4. Get feedback and use the information proactively. If you have a fixed amount of time of your fundraising drive, it is crucial that you be able to track the success (or lack of) throughout your project. Use something as simple as a show of hands in each classroom of those that have taken orders and recording that number on a thermometer chart daily. Stress that the goal is 100% participation and ask for members to share how they have been able to achieve success so far. Encourage others to become involved. There are many other ways to monitor and measure but one thing is certain…if you don’t know where you are you aren’t likely to get where you want to be!

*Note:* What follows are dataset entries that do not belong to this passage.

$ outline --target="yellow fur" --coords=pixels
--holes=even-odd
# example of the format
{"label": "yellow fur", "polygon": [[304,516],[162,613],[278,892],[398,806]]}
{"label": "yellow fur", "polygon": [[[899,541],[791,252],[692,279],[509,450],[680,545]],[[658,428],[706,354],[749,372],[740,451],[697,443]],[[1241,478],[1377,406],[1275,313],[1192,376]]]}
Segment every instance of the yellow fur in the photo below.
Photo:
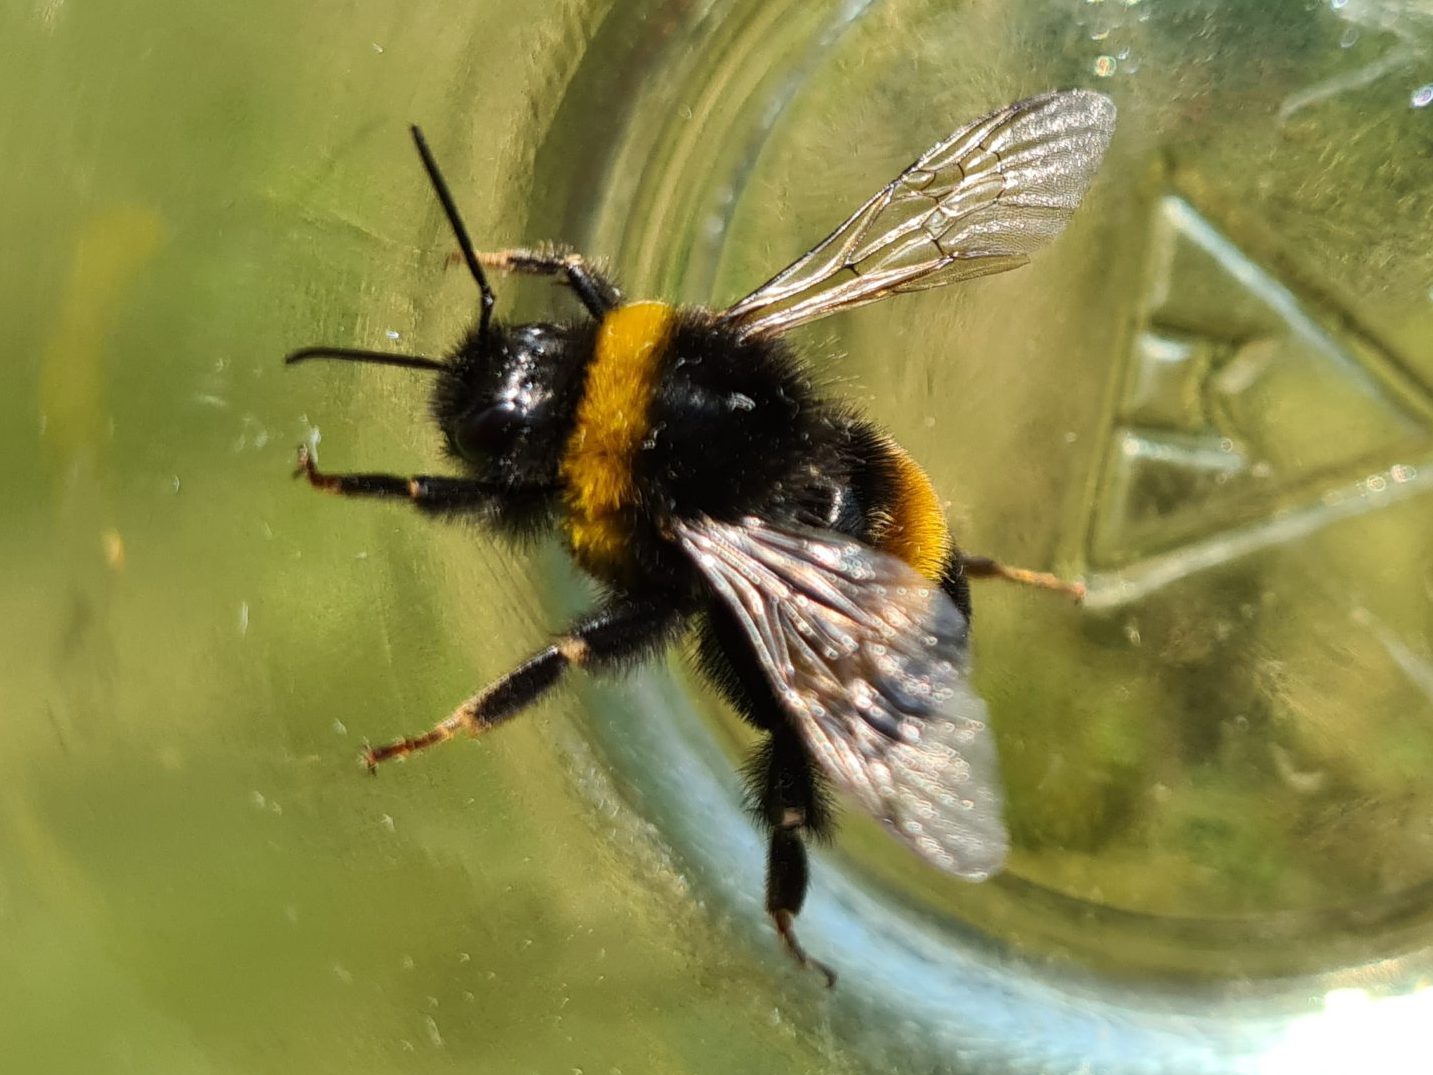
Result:
{"label": "yellow fur", "polygon": [[673,313],[660,302],[636,302],[613,310],[597,329],[562,479],[573,558],[599,578],[621,577],[627,563],[632,462],[647,436],[647,407]]}
{"label": "yellow fur", "polygon": [[920,464],[894,441],[890,452],[896,468],[896,495],[889,509],[890,523],[876,545],[926,578],[939,579],[952,548],[945,509]]}

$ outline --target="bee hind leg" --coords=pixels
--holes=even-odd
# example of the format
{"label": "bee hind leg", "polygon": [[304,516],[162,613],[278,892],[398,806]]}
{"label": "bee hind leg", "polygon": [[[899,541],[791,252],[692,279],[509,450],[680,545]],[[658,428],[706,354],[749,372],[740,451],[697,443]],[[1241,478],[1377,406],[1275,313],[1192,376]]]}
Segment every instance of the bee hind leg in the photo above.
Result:
{"label": "bee hind leg", "polygon": [[766,913],[792,958],[820,974],[830,988],[836,972],[807,954],[795,926],[810,884],[805,836],[820,837],[829,825],[822,789],[805,750],[787,731],[772,734],[752,759],[748,776],[753,812],[771,830]]}
{"label": "bee hind leg", "polygon": [[1062,593],[1076,601],[1083,601],[1085,598],[1083,582],[1062,579],[1048,571],[1031,571],[1025,567],[1010,567],[1007,564],[1002,564],[999,560],[992,560],[988,556],[971,556],[961,553],[960,567],[965,577],[969,579],[1004,579],[1006,582],[1018,582],[1042,590],[1054,590],[1056,593]]}
{"label": "bee hind leg", "polygon": [[792,829],[777,829],[771,834],[766,860],[766,913],[792,958],[825,978],[829,989],[836,984],[836,972],[808,955],[796,939],[796,915],[805,902],[808,881],[806,845],[801,836]]}

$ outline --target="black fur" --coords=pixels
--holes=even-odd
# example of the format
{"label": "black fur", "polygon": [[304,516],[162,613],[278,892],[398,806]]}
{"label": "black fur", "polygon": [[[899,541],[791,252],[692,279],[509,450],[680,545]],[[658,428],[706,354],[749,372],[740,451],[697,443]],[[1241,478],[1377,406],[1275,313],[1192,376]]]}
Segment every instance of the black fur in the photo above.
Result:
{"label": "black fur", "polygon": [[644,506],[727,522],[794,518],[840,437],[785,343],[742,340],[705,310],[678,314],[647,422]]}
{"label": "black fur", "polygon": [[[597,335],[595,321],[477,326],[453,349],[433,389],[432,413],[449,458],[504,494],[484,521],[516,537],[553,525],[560,501],[558,467],[572,435]],[[465,420],[499,405],[515,428],[497,452],[464,451]]]}

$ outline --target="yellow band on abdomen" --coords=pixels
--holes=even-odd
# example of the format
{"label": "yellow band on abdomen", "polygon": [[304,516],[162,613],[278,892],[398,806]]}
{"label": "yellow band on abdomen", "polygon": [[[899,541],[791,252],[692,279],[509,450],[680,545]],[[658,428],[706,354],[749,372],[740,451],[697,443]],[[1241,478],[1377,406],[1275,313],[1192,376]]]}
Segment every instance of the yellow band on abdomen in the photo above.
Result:
{"label": "yellow band on abdomen", "polygon": [[890,461],[896,471],[895,496],[886,509],[890,524],[877,545],[882,552],[904,560],[926,578],[939,580],[954,544],[945,509],[920,464],[894,441],[890,451]]}
{"label": "yellow band on abdomen", "polygon": [[600,578],[620,576],[627,562],[632,464],[648,433],[647,409],[674,313],[665,303],[636,302],[611,311],[597,329],[561,475],[572,555]]}

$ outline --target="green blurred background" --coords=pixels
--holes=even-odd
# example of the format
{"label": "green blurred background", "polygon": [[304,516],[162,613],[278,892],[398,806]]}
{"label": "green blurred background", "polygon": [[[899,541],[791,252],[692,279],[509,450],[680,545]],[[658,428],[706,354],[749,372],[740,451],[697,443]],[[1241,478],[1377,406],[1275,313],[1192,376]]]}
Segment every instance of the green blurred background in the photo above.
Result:
{"label": "green blurred background", "polygon": [[[1174,1072],[1404,1070],[1317,1020],[1433,936],[1430,56],[1395,0],[5,5],[0,1070],[1102,1073],[1155,1008],[1206,1020]],[[471,312],[407,123],[480,246],[722,303],[1068,85],[1121,126],[1060,244],[802,335],[969,547],[1091,582],[976,595],[1004,877],[848,817],[823,995],[680,661],[362,778],[582,603],[555,549],[287,480],[320,434],[436,462],[420,378],[279,364]],[[959,974],[903,1007],[925,979],[857,943],[886,915],[975,951],[981,1003],[1064,975],[1128,1017],[1079,1039],[1078,990],[1067,1024],[1012,986],[1022,1040],[962,1053],[984,1009]]]}

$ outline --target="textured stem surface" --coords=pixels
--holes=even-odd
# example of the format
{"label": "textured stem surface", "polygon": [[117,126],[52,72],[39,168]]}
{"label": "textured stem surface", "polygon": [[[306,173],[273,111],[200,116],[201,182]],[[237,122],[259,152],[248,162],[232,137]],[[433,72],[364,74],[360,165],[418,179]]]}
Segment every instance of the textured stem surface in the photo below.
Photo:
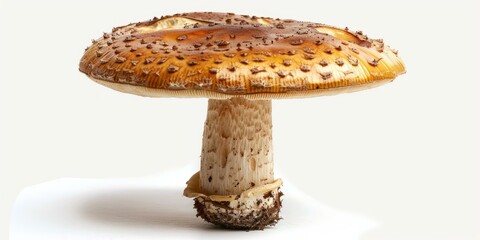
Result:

5. Ask for what you want. A recent survey of parents conducted by the fundraising industry association found that the number one reason given for why they didn’t participate was “I wasn’t asked!”. Over 80% of parents responded that they would like to support their school fundraiser but industry averages of participation are often below 50%. If you want to move your participation up, then a simple way of doing so is to make a personal request of EVERY family. Set up a committee to make phone calls at the beginning of the project asking each family to participate. After your orders begin to come in, make another call to those that haven’t turned in orders offering to extend the project a day or two so that you can reach your goal of 100% participation and remind them of the reason you are holding a fundraiser.
6. Finally, don’t forget to THANK everyone for participating in your efforts. Summarize your project and send thank you notes. Publicly recognize exceptional efforts. Show pictures of the things you are able to purchase or provide with your funds.